Arras sailed to the east coast where for the 1918 shipping season, all the Battle-class trawlers were assigned to patrol and escort duties based out of Sydney, Nova Scotia. The vessel performed these duties until the end of the war and remained in RCN service until 1919. Arras was transferred to the Department of Marine and Fisheries in 1920. and was deployed as a fisheries protection ship on the Atlantic coast. Arras often served as the hospital ship for the fishing fleet on the Grand Banks of Newfoundland.
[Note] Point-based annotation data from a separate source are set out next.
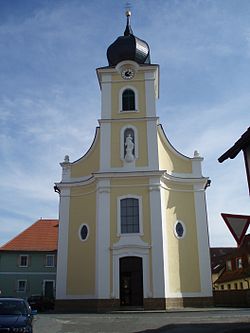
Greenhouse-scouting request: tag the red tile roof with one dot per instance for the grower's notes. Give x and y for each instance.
(40, 236)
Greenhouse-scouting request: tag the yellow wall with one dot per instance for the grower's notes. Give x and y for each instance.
(183, 253)
(81, 262)
(90, 162)
(170, 161)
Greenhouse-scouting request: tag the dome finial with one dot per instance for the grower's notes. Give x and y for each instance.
(128, 31)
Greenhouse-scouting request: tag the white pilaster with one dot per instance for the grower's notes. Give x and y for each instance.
(103, 240)
(203, 240)
(62, 252)
(157, 239)
(106, 96)
(150, 93)
(153, 158)
(105, 146)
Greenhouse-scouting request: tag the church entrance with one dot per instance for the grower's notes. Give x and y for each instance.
(131, 281)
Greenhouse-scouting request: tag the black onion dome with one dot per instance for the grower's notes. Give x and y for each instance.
(128, 47)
On 11 September 1939, Arras returned to RCN service following the outbreak of the Second World War. The trawler was initially stationed at Halifax, Nova Scotia as the gate vessel Gate Vessel 15. In mid-1941 the vessel transferred to Sydney, where, in November 1943, was significantly damaged by fire. In 1949, the vessel was sold to Halifax Shipyards and was broken up in at Halifax in December 1957.